On the face of it, life in a call centre sounds appalling. Calls are fed through automatically and the workers are constantly monitored. Sue Fernie came across a software package for call centres called "Total Control Made Easy".
John Robertson, co-author of a report on call centres for the independent research company, Incomes Data Services Ltd, takes a measured view. His research challenged many preconceptions, such as the one that this is insecure, contract labour. Permanent contracts are far more common than outsiders had imagined, he discovered, and although the sector is popular with students and mothers in search of flexible employment, they are more likely to be drafted in to cover rush periods. The majority of call centre workers are full-timers.
In other ways, though, he remains critical. He acknowledges that the working environments are constantly improving but adds, "you cannot get away from the fact that it is high pressure work". And he does let slip a comparison with factory farms.
Ms Fernie makes a more dramatic comparison with the panopticon, the nightmare, circular prison imagined by the 19th-century social reformer, Jeremy Bentham. Yet, although her primary interest in call centres is their pay structures, in the course of her research she was impressed by the amount of positive feedback she received from those at the sharp end.
Someone who is in a position to know how things really are is Monica Coffy, a senior supervisor at ETS in Norwich. Although the ETS centre has only been open since September, she has worked in call centres for seven years. She is also very up to date with current research and is surprised by some of the things she reads - for example, Ms Fernie's observation of "burn-out" among staff after 18 months. In Ms Coffy's experience, people tend to stay in jobs for far longer than that. (John Robertson, incidentally, suggests that high turnover is partly due to the concentration of call centres in certain areas - they poach each others' staff.)
Ms Coffy also disagrees with the suggestion that the working environment of call centres used to be hellish but has got better. There have been improvements - she describes her new surroundings as "light and airy", there are two recreation rooms for breaks and an atrium for picnic lunches - but she insists other centres she has worked in were good for their time. And, despite their reputation as deeply controlling, she insists that call centres do not suffer from an "Oi, what do you think you're doing there" culture.
As for the work, Ms Coffy describes it as "interesting and varied" - exciting even. "There is a buzz about the place when everybody is talking on the phones."
Aggression from the public is par for the course, and part of her work as a super- visor involves handling the more abusive customers. But she describes her job as "customer care" and, despite the computers, says that it's a people job.

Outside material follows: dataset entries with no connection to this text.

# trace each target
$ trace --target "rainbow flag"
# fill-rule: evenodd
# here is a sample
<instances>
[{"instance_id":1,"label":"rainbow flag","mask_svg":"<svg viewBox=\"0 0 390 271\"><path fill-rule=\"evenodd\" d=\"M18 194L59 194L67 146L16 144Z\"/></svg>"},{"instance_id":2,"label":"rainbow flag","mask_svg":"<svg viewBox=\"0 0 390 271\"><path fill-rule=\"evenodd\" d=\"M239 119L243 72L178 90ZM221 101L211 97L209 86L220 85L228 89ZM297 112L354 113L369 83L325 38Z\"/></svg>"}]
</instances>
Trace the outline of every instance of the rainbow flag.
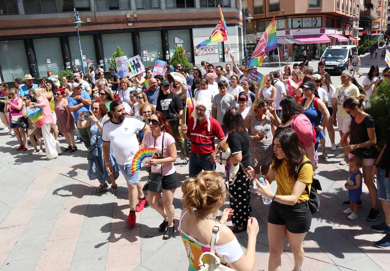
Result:
<instances>
[{"instance_id":1,"label":"rainbow flag","mask_svg":"<svg viewBox=\"0 0 390 271\"><path fill-rule=\"evenodd\" d=\"M271 21L259 41L257 45L252 54L248 63L250 64L252 59L260 57L264 53L278 48L278 39L276 36L276 27L275 25L275 17ZM264 57L264 56L263 56Z\"/></svg>"},{"instance_id":2,"label":"rainbow flag","mask_svg":"<svg viewBox=\"0 0 390 271\"><path fill-rule=\"evenodd\" d=\"M260 67L263 63L263 59L264 59L264 56L266 55L265 53L263 53L260 55L259 57L251 57L249 60L248 66L251 67L256 66Z\"/></svg>"},{"instance_id":3,"label":"rainbow flag","mask_svg":"<svg viewBox=\"0 0 390 271\"><path fill-rule=\"evenodd\" d=\"M221 10L221 6L218 5L218 6L220 9L220 21L214 28L210 37L197 45L197 49L214 41L224 41L227 40L227 27L226 26L226 23L225 22L222 11Z\"/></svg>"}]
</instances>

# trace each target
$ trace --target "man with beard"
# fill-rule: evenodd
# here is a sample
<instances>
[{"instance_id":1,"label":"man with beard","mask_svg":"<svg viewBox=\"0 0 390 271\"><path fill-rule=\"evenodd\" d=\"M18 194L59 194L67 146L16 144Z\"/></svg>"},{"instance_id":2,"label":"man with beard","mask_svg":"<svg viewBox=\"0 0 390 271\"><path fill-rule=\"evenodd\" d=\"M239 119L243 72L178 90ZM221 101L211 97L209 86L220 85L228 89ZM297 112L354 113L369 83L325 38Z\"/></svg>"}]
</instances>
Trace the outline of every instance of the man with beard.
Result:
<instances>
[{"instance_id":1,"label":"man with beard","mask_svg":"<svg viewBox=\"0 0 390 271\"><path fill-rule=\"evenodd\" d=\"M218 146L226 141L220 125L210 115L211 111L211 101L205 96L200 96L193 117L188 119L187 125L183 125L184 137L191 142L190 177L196 176L202 170L215 171ZM215 137L220 141L214 148Z\"/></svg>"},{"instance_id":2,"label":"man with beard","mask_svg":"<svg viewBox=\"0 0 390 271\"><path fill-rule=\"evenodd\" d=\"M110 113L111 118L103 125L103 155L105 161L108 161L106 163L106 169L109 173L113 174L113 169L109 162L110 146L112 144L117 162L127 183L130 204L127 224L132 227L135 224L135 212L142 210L148 202L138 181L139 170L131 173L133 159L139 148L136 132L143 131L146 133L150 129L145 122L127 115L121 101L115 100L111 103Z\"/></svg>"}]
</instances>

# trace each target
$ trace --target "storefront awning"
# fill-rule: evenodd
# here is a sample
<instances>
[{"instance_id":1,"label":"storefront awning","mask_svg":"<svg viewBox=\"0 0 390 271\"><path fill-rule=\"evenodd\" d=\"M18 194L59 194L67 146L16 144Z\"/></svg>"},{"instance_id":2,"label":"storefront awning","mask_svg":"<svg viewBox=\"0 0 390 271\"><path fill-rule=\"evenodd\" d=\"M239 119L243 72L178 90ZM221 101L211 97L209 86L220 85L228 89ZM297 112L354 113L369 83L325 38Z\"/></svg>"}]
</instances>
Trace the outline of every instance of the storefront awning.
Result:
<instances>
[{"instance_id":1,"label":"storefront awning","mask_svg":"<svg viewBox=\"0 0 390 271\"><path fill-rule=\"evenodd\" d=\"M326 35L302 35L294 36L294 38L298 39L302 44L321 43L330 42L330 40Z\"/></svg>"},{"instance_id":2,"label":"storefront awning","mask_svg":"<svg viewBox=\"0 0 390 271\"><path fill-rule=\"evenodd\" d=\"M337 39L339 40L339 41L346 41L348 40L347 37L344 37L342 35L337 35L337 34L328 34L328 36L329 37L334 37L335 39Z\"/></svg>"}]
</instances>

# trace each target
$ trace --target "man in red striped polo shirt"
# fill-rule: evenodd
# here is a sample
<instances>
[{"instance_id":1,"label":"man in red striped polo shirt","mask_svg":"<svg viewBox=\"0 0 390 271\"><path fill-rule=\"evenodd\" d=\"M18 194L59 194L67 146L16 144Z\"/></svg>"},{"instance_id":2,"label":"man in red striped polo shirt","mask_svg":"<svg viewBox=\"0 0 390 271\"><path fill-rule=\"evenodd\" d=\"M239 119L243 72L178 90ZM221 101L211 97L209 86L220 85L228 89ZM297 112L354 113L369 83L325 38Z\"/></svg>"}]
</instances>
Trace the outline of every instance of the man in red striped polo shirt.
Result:
<instances>
[{"instance_id":1,"label":"man in red striped polo shirt","mask_svg":"<svg viewBox=\"0 0 390 271\"><path fill-rule=\"evenodd\" d=\"M202 170L215 170L218 146L226 141L220 124L210 116L211 102L208 97L198 97L193 117L188 119L187 125L183 125L184 137L191 141L190 177L196 176ZM215 137L220 141L216 148Z\"/></svg>"}]
</instances>

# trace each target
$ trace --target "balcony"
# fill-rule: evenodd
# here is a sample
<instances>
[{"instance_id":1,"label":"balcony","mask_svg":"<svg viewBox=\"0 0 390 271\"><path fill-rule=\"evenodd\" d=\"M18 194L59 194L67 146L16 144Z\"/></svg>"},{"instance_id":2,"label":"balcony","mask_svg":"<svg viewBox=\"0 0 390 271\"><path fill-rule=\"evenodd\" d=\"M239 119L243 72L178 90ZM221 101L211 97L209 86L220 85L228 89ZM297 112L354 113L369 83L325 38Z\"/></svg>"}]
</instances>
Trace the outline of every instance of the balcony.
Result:
<instances>
[{"instance_id":1,"label":"balcony","mask_svg":"<svg viewBox=\"0 0 390 271\"><path fill-rule=\"evenodd\" d=\"M367 9L366 11L361 11L360 12L360 17L365 17L369 19L375 20L378 18L378 14L375 12L375 11L373 9Z\"/></svg>"}]
</instances>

She deals with airline customers and the satisfaction lies, she says, in helping people with special requirements, such as wheelchair access or special meals.
Nobody is thrown to the lions straight away at ETS. There is a four-week induction period including three weeks off-line training and a week working with the help of a supervisor. Research by the recruitment consultancy, Office Angels, has shown that 70 per cent of call centres have on-going training throughout employment. The same percentage offer performance-related bonuses.
Management in call centres is, according to Office Angels, largely democratic. It found that in most call centres, managers work side by side with staff in rush periods.
And Mr Robertson found one call centre with an unusual incentive scheme: the "worker of the week" gets the use of the chairman's Rolls-Royce for the weekend. How many people in supposedly swanky jobs get a perk like that?